I don’t mean to make light of eight figures, but there’s another way to look at my strange proposal. For the sake of argument, let’s say the one- year cooling-off period results in a million-dollar loss. And Pacifica (or any other leeching for-profit) decides it doesn’t want to return to the scene of the crime. Keiro would have no other option but to continue its mission; maybe retrench and downgrade but soldier on until existing funds are exhausted.

Let’s assume this route might extend Keiro’s mission another five years – the same period of time Pacifica has guaranteed to maintain status quo – or longer. Like Doctor Matsumoto, one of ADCSK’s make-sense leaders, CR2S is concerned more about the future of staff and volunteers than any perceived profit.

We are now arguing with ourselves, so here is additional food for thought.

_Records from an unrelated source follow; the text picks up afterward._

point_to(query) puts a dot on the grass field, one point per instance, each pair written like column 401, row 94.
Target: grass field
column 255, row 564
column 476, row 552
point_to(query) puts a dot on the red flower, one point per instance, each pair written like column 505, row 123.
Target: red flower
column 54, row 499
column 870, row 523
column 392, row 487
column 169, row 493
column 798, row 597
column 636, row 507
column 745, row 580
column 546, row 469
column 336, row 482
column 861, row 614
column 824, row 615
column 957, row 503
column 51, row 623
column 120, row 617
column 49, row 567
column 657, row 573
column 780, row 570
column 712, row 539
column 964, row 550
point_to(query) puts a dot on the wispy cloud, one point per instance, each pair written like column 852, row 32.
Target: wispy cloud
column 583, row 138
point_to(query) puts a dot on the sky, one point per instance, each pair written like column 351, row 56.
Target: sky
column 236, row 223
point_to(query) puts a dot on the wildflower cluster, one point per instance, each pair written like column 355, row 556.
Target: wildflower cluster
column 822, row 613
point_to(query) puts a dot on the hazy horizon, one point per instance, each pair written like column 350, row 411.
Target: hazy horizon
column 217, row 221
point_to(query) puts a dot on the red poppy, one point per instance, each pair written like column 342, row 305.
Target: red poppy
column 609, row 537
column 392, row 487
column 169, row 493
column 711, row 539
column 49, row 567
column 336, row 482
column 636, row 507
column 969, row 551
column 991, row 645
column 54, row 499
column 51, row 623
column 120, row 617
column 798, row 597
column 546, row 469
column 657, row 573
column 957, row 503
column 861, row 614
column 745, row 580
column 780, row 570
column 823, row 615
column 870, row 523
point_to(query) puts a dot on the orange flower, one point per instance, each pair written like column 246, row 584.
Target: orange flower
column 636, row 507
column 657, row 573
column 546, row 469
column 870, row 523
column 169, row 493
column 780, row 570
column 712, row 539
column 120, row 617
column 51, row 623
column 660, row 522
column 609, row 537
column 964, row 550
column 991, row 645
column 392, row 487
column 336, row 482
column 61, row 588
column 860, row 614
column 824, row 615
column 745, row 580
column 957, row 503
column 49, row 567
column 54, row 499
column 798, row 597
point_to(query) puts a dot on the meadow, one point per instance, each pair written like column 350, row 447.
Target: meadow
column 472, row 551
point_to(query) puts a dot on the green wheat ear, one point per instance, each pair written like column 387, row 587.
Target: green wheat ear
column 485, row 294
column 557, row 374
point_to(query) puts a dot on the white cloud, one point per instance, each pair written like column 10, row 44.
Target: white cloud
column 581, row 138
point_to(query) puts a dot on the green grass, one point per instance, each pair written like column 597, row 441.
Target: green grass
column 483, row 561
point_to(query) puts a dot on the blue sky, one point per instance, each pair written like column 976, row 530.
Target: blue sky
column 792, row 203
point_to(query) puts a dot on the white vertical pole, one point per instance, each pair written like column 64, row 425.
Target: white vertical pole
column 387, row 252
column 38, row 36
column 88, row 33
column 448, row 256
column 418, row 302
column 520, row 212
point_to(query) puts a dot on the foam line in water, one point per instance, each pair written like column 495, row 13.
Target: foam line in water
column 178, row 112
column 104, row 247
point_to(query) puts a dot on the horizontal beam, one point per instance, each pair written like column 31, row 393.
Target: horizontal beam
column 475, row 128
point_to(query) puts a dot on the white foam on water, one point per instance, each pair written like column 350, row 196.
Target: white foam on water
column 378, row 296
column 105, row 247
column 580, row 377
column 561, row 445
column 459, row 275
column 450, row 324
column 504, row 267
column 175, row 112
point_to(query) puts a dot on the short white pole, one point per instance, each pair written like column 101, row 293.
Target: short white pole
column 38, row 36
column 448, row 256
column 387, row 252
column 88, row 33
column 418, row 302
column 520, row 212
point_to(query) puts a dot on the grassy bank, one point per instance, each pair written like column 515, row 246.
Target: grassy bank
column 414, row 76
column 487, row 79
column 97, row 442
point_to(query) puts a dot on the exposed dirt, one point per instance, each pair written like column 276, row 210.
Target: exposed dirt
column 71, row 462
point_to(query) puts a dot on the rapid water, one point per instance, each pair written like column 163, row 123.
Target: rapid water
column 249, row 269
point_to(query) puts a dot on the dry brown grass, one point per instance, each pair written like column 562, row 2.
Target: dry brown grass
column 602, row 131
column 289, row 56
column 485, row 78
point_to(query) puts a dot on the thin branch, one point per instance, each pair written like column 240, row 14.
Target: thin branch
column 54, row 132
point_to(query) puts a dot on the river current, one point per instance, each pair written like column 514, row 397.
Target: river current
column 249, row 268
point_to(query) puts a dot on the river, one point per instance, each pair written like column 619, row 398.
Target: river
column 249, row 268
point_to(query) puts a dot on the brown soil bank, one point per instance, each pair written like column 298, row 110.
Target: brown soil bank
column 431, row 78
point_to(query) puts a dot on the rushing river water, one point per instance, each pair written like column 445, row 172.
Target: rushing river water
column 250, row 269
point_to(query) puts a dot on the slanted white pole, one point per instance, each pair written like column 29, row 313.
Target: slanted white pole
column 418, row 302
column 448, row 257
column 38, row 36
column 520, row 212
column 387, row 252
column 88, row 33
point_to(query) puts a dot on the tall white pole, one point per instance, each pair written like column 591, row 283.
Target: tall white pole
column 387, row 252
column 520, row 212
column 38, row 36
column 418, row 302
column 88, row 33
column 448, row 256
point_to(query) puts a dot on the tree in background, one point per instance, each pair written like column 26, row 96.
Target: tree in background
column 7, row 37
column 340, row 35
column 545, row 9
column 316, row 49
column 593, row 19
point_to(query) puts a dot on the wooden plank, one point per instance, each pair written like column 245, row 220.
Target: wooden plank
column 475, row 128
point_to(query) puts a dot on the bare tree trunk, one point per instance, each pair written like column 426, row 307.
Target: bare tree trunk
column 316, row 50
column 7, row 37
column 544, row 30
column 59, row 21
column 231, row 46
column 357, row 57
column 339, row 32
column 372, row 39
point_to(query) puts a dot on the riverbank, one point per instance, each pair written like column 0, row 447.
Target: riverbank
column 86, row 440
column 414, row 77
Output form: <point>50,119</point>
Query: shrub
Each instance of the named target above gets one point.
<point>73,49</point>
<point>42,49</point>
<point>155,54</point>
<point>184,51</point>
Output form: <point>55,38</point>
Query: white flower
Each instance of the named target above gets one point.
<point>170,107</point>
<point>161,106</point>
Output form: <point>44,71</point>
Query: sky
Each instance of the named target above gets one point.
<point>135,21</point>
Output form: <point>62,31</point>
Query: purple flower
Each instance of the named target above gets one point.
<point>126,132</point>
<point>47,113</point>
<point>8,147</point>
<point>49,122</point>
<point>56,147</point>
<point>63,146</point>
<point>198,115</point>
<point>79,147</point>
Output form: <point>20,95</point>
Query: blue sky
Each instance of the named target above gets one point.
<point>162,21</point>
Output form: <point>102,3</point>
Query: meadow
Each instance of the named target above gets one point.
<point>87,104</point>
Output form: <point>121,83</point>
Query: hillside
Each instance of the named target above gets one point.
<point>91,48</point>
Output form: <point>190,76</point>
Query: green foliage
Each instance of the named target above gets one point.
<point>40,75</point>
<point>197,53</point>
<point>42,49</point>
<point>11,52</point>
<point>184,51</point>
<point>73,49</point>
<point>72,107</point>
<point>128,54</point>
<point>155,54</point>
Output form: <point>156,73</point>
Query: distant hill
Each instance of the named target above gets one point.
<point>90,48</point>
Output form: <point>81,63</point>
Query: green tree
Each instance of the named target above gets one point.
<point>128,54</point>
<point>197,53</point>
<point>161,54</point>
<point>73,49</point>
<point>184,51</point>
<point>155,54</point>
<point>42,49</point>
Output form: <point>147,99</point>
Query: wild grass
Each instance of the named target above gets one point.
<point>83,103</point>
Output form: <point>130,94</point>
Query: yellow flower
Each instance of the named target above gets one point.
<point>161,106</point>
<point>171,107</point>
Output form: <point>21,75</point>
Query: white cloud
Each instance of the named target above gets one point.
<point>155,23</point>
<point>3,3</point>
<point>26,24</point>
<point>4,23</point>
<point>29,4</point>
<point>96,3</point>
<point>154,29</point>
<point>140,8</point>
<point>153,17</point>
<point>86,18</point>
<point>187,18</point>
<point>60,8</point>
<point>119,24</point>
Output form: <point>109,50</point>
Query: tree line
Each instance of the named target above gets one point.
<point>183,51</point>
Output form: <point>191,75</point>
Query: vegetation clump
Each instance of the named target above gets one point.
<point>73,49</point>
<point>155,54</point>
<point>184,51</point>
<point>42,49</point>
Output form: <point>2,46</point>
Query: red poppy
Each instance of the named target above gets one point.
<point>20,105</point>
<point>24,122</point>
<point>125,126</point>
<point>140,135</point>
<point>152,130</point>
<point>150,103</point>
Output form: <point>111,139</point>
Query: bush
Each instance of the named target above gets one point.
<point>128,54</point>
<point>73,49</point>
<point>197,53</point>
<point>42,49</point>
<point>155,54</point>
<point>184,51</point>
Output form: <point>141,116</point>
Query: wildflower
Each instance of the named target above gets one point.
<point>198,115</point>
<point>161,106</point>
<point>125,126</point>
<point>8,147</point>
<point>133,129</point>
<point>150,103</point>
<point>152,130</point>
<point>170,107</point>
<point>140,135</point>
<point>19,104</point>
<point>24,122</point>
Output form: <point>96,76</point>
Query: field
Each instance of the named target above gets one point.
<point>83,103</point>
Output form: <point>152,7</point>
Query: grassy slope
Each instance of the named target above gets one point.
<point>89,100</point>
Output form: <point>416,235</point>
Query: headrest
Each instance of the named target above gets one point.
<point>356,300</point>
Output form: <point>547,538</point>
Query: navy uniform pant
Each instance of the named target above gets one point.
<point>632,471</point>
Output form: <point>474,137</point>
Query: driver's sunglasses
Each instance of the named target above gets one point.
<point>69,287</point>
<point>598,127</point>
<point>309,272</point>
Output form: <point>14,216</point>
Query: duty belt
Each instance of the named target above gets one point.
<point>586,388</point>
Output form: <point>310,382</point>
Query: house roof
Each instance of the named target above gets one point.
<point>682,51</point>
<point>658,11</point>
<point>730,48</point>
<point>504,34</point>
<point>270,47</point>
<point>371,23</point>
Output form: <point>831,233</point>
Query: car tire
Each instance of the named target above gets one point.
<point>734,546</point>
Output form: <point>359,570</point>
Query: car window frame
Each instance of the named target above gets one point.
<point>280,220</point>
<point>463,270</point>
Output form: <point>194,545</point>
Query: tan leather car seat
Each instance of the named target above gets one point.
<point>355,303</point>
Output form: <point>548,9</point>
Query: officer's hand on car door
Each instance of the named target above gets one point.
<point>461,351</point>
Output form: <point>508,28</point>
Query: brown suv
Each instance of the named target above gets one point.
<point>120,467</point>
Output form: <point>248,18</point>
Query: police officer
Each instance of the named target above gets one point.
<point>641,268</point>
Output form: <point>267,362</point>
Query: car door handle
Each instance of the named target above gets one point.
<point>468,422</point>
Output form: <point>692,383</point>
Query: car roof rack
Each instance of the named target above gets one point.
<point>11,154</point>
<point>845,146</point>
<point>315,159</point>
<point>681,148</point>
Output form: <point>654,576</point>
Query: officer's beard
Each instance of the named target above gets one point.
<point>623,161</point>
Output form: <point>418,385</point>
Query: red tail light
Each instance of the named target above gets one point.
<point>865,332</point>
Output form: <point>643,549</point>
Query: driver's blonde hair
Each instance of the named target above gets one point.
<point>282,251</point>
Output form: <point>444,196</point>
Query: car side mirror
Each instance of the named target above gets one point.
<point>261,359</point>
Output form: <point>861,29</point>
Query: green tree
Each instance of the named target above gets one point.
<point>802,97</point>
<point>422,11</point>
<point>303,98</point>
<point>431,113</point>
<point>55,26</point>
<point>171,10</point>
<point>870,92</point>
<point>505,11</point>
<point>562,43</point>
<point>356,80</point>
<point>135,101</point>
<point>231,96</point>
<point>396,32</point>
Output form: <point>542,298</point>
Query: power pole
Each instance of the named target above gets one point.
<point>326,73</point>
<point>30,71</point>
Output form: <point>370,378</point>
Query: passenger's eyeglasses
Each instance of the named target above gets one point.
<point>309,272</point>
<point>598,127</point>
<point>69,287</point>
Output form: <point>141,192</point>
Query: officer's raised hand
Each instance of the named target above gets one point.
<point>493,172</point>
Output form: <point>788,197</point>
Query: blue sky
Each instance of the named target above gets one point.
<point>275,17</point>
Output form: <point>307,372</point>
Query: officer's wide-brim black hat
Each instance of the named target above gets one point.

With the one-year agreement, the Pacifica deal would be automatically negated, leaving Keiro with a questionable future. But the ever-growing community discontent would not only end, there has been renewed interest and reinforcements. This newfound awareness should enhance census and future stability. Enough to offset healthcare trends (or $41 mil) is the unknown, but worth a try?

And finally, let’s confront the elephant in our midst. The inevitable hassle that would occur over how proceeds from a sale would be managed and dispersed. It would a barn-burner of major proportions, a brouhaha that would split the community to a point of shame. It would only be a matter of time before this commotion raised its ugly head. [If you wish to debate this assumption and are positive we are above such self-destruction, take a number.

Let’s be serious. A one-year continuance would first put an end to the discontent, for a huge price, to be sure. And with what funds remain in the coffer, diminishing or not,  Keiro would continue to operate as if there is a tomorrow.  When (and if) the end comes, everyone will be sad but satisfied.  Although going broke, there would be no repercussions or finger-pointing. [And the real property might still remain an asset.]

Grandiose talk about honoring and caring for our elderly is admirable. So let’s  refrain, restrain and end the rhetoric. Let’s come together and agree on the future of our beloved Keiro. It’s a major problem but it’s not rocket science.